In the majority of severe cases of pancreatitis, there is a reaction to the pancreatic inflammatory process resulting in the development of fluid collections within the pancreatic parenchyma, peripancreatic tissues, lesser sac, and paracolic gutters. The majority of these fluid collections are resorbed in 4 to 6 weeks; however, approximately 10% develop a capsule and eventually become pseudocysts ( Fig. 5.11 ).

▪ FIG. 5.11, Pancreatic pseudocysts. (A) Heavily T2-weighted image shows an irregularly shaped, septated pseudocyst in the pancreatic tail (arrow) , which is surrounded by edema (arrowheads) . (B) The postcontrast image demonstrates absent enhancement in the locules (arrows) . In a different patient with pancreatitis, the heavily T2-weighted (C) and postcontrast (D) images reveal a large, complex, multiloculated pseudocyst (arrow) abutting the lesser curvature of the stomach.
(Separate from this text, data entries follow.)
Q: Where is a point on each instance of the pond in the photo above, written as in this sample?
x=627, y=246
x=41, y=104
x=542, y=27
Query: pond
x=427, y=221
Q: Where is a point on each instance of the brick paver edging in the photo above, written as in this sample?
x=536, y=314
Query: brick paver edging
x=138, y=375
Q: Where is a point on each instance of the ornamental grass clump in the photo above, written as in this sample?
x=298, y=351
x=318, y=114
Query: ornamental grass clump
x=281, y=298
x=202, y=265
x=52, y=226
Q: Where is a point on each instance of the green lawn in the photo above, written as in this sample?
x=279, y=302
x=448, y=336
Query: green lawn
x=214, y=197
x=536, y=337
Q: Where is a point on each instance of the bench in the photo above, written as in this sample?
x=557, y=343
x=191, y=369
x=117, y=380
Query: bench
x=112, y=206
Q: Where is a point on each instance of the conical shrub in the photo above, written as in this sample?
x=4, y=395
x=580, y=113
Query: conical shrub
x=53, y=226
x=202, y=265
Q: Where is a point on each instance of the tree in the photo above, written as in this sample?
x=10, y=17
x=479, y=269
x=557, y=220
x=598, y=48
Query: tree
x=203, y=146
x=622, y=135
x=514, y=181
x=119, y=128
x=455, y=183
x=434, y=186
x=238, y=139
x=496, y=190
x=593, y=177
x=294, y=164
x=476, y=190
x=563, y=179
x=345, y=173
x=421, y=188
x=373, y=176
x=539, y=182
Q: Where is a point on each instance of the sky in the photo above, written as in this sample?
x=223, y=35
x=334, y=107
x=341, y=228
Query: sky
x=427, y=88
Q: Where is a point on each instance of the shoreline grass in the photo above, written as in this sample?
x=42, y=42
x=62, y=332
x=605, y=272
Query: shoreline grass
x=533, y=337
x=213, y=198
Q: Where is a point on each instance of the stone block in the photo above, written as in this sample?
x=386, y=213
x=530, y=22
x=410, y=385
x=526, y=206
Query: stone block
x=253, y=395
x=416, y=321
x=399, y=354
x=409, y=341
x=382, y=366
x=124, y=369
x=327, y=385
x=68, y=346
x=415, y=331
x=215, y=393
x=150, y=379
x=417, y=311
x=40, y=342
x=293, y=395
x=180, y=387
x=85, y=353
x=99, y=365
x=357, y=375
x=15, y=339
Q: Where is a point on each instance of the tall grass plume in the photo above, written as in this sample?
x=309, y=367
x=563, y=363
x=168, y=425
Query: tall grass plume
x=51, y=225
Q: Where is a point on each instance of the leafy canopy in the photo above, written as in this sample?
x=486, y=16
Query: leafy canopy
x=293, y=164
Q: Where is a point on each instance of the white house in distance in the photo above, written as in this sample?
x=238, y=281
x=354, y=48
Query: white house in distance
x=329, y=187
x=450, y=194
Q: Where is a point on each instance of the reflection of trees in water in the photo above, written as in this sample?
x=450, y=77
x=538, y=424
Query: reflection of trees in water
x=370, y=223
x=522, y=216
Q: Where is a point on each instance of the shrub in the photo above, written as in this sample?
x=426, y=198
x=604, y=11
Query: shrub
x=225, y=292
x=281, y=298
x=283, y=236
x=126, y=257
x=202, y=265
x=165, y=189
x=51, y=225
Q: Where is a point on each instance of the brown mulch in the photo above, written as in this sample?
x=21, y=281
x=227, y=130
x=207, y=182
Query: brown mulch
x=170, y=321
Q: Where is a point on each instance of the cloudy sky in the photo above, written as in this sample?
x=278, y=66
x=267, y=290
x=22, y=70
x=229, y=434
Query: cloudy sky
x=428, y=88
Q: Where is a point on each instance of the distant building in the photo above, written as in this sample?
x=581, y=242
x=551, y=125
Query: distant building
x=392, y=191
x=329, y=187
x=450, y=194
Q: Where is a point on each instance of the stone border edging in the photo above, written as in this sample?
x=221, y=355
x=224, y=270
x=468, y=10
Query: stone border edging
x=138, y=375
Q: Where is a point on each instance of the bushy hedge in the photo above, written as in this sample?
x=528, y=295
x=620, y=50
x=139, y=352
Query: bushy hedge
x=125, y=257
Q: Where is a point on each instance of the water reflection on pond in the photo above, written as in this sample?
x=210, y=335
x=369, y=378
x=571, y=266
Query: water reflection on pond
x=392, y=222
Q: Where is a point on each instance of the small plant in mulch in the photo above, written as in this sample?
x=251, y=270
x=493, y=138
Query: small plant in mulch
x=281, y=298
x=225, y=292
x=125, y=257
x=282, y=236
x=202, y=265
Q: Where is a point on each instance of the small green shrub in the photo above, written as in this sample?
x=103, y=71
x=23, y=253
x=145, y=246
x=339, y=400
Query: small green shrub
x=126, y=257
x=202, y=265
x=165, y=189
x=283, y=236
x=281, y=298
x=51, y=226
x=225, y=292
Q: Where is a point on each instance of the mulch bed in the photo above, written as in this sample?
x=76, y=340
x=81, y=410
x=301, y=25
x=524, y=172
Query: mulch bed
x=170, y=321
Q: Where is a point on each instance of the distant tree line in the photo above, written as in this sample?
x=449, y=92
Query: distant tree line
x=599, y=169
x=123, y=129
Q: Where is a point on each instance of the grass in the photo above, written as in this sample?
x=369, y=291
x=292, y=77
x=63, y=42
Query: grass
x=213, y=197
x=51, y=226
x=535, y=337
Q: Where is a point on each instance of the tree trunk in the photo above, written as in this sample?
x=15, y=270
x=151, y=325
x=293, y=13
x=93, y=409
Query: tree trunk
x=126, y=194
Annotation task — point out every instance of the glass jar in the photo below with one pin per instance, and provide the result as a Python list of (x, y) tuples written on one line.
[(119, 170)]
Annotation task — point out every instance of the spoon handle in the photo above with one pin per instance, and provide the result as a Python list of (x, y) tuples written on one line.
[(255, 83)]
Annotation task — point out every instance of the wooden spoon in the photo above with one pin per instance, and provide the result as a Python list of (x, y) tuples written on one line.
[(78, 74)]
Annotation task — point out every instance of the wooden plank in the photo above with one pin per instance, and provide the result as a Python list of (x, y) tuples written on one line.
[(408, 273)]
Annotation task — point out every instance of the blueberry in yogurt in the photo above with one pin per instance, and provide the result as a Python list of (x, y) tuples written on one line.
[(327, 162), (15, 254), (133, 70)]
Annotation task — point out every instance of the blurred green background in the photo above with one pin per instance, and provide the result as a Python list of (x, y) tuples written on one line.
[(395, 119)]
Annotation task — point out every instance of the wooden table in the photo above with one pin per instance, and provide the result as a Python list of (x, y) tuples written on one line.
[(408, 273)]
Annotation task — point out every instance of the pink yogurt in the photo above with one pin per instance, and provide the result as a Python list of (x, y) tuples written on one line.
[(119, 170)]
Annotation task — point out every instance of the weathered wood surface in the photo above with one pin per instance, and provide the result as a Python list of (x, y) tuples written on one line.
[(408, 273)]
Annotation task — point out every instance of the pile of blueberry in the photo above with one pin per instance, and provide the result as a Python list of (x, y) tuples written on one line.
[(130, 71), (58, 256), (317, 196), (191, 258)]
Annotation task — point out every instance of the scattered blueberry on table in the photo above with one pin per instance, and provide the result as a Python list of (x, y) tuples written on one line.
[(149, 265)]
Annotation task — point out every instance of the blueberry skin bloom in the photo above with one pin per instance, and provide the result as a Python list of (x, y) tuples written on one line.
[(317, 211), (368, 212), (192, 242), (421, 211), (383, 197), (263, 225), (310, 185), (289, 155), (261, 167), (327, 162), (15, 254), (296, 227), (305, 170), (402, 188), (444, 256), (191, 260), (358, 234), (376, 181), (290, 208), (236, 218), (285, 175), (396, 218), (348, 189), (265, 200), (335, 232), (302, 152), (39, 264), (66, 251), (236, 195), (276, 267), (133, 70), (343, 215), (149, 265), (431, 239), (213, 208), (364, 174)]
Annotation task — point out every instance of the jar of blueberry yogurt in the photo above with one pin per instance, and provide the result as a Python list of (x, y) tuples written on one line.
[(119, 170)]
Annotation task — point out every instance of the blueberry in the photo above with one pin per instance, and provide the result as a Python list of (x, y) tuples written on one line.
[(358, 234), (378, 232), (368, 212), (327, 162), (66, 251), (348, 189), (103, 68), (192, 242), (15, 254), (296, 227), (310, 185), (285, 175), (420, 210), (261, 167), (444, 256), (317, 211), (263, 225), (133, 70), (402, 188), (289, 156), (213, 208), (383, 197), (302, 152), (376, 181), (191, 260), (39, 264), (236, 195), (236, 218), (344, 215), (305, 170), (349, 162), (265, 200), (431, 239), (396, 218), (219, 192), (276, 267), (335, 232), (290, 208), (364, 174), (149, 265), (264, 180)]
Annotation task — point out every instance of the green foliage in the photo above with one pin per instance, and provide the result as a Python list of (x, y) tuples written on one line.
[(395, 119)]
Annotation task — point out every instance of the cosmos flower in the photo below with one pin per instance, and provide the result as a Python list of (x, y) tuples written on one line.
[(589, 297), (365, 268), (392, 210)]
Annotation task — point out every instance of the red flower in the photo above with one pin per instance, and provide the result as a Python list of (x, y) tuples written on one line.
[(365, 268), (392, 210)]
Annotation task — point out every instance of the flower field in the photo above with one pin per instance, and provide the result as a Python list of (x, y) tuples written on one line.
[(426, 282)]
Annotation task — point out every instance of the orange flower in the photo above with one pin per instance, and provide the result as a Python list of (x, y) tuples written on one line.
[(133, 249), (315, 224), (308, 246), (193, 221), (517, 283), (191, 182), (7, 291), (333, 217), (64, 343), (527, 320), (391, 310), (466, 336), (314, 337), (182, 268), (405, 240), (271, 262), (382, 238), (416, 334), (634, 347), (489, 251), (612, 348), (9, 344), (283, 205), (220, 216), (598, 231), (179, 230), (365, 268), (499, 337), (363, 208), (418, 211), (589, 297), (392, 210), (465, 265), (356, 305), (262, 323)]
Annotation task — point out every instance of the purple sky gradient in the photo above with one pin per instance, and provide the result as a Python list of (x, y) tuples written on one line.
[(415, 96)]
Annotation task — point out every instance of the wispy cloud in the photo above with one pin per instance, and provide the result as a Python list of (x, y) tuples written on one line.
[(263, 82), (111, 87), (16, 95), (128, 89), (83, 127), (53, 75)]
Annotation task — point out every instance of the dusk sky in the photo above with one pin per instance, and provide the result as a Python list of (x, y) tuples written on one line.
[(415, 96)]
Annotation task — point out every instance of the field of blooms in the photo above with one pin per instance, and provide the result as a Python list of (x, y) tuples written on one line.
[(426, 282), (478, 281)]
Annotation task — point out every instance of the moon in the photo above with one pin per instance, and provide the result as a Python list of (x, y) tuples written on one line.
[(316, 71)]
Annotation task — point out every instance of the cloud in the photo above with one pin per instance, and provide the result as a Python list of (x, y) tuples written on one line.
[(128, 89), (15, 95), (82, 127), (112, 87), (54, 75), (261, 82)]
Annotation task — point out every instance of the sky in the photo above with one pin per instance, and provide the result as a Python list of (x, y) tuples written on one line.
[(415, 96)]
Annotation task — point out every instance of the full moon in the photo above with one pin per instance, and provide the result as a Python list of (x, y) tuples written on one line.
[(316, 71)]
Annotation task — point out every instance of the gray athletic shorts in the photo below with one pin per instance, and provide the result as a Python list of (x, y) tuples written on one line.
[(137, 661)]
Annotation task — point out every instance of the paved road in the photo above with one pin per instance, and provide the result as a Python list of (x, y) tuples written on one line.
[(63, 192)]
Mild surrounding edema, inflammation (arrowheads) , and a history of pancreatitis help confirm the etiology and exclude neoplastic lesions.

Pancreatic necrosis is a complication of severe pancreatitis in which there is either focal or diffuse nonviable pancreatic parenchyma ( Fig. 5.12 ). Absent enhancement, superimposed in findings of acute pancreatitis, indicates necrosis. Pancreatic necrosis tends to involve the body and tail of the pancreas and spare the head owing to its abundant vascular supply. The potential for abscess development and the high morbidity of pancreatic necrosis usually necessitate percutaneous drainage or surgical débridement. When 75% or more of the gland is necrotic or there is progression of pancreatic necrosis on serial examinations, necrosectomy is generally performed owing to the high morbidity.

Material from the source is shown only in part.